U 15 Koreańczyków zdiagnozowano już zakażenie wirusem MERS. Najprawdopodobniej wszystkie przypadki wiążą się z jednym chorym, który wrócił z Bliskiego Wschodu. Prezydent Korei Południowej alarmuje, że służby nie traktują problemu wystarczająco poważnie, a media spekulują już o kryzysie przypominającym epidemię SARS z 2003 roku.

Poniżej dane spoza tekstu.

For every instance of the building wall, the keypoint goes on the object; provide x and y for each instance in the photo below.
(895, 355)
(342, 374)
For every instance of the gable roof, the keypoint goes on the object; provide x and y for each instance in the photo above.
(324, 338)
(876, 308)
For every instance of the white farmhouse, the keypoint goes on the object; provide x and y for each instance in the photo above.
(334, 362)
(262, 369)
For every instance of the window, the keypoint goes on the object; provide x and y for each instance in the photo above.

Eksperci z Korei Południowej zidentyfikowali źródło infekcji. Jest nim 68-letni mężczyzna, który został zdiagnozowany 20 maja, po przyjeździe z Arabii Saudyjskiej. Wśród 14 kolejnych zakażonych są jego krewni i osoby, z którymi miał kontakt w szpitalu. Kwarantannie poddano także pasażerów samolotu z Bliskiego Wschodu, którym leciał pierwszy pacjent. Łącznie w izolatkach w całym kraju przebywa już 129 osób.
Wesprzyj nas już teraz!
Prezydent Korei Południowej Park Geun Hie oceniła już, że pierwsze działania związane z rozprzestrzenianiem się wirusa były niewystarczające. W niedzielę głos w sprawie zabrał południowokoreański minister zdrowia, który przyznał, że służby niewłaściwie oceniły istniejące ryzyko.
Chińczycy poddali już kwarantannie pasażerów samolotu do Hongkongu, którym podróżował kolejny zakażony mężczyzna. Koreańczyk przerwał dobrowolną kwarantannę i udał się do Chin. Kontakt miało z nim co najmniej 77 osób.
Według służb sanitarnych Arabii Saudyjskiej, w zeszłym tygodniu w tym kraju zdiagnozowano 12 nowych przypadków. Od odkrycia wirusa w czerwcu 2012 roku potwierdzono 1 014 zachorowań.
W czasie, w którym południowokoreańskie służby walczą z zagrożeniem, Amerykanie wyjaśniają przyczyny incydentu do którego doszło w bazie lotniczej Osan. Na działanie wąglika narażonych było 22 żołnierzy odbywających szkolenie w Korei Południowej.
Pentagon poinformował, że najprawdopodobniej popełniono błąd: żywe bakterie wąglika wysłano do kilku ośrodków badawczych i amerykańskiej bazy wojskowej. 22 żołnierzy biorących udział w szkoleniu otrzymało odpowiednie leki.